Chocobos, airships, and summonable Espers round out a feature list that checks every box for fans of the series’ golden era. For more on what’s coming to Nintendo Switch 2, check out our latest news.

Platforms, Release Date, and Editions

Final Fantasy Resonance launches simultaneously worldwide on 22 October 2026 across Nintendo Switch 2, Nintendo Switch, PlayStation 5, Xbox Series X|S, and PC (Steam and Microsoft Store). That global day-one launch means Singapore players won’t be waiting — whatever platform you’re on, you’re in from day one.

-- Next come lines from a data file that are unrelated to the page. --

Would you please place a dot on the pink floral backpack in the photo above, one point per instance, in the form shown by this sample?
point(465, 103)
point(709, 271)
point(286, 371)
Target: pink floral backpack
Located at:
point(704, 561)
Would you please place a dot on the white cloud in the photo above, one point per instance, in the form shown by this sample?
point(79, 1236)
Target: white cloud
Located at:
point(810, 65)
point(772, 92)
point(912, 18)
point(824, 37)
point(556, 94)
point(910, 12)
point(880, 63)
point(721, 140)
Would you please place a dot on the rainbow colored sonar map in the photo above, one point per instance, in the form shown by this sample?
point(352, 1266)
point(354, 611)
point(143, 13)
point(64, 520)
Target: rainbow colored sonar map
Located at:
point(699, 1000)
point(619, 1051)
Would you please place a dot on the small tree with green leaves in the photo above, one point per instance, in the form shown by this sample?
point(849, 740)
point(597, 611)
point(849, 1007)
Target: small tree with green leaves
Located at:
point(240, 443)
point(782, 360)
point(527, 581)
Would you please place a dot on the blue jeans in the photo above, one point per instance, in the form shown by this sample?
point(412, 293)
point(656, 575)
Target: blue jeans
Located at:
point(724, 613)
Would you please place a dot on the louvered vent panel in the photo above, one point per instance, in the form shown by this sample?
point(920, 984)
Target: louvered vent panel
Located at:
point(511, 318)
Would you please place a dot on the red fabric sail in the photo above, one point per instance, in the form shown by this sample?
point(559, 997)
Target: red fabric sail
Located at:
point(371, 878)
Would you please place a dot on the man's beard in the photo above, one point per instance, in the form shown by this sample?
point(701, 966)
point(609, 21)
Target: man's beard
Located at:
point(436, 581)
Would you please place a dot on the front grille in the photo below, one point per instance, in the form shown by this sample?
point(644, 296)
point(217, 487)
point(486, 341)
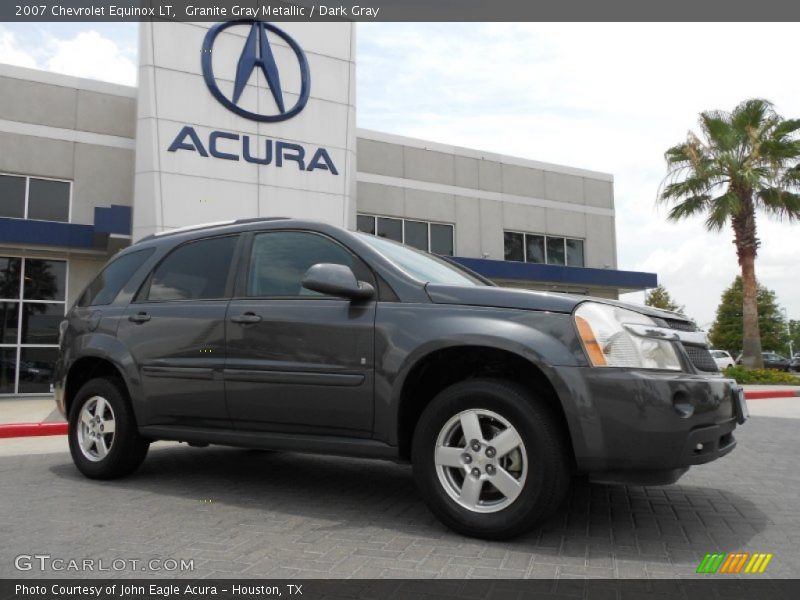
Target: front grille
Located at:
point(701, 358)
point(680, 324)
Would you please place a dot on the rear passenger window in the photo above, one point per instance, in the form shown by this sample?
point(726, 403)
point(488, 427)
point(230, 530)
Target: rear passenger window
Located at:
point(111, 280)
point(195, 271)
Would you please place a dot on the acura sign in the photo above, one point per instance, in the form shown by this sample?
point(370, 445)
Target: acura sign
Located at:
point(256, 54)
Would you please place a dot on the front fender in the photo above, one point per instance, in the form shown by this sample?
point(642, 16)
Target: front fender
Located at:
point(104, 346)
point(407, 334)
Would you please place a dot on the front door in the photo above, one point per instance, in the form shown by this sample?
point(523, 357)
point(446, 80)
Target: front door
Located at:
point(298, 361)
point(175, 330)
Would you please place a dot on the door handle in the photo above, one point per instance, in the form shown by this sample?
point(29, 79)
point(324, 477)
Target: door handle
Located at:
point(141, 317)
point(246, 318)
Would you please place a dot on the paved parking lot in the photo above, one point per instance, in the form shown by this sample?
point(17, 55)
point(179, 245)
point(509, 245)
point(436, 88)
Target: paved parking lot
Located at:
point(240, 513)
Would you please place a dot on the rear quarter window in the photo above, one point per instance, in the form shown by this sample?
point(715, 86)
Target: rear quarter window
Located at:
point(106, 286)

Three editions are available:

  • Standard Edition — US$49.99 (SGD pricing to be confirmed)
  • Digital Deluxe Edition — US$59.99, adds the Magitek & Grimoire Deluxe Pack with exclusive in-game items
  • Collector’s Edition — US$209.99, includes a pixel art book, 120-track soundtrack CD, acrylic block set, and a Final Fantasy Trading Card Game promotional card

Pre-ordering nets you the Magitek Airship Passkey and a starter equipment package. Early purchasers also get the Blessed Cuirass armour and Mist Ether consumable after launch.

Last Words

Final Fantasy Resonance checks an extraordinary number of boxes at once: it’s the first HD-2D Final Fantasy, the first turn-based mainline entry since FFX, and it comes packed with iconic franchise characters in a playable Visions system. For Singapore fans of classic RPGs — and there are a lot of us — this could be one of the most exciting releases of the year. Mark 22 October in your calendars, and watch the announce trailer above to see those pixel-perfect visuals in action.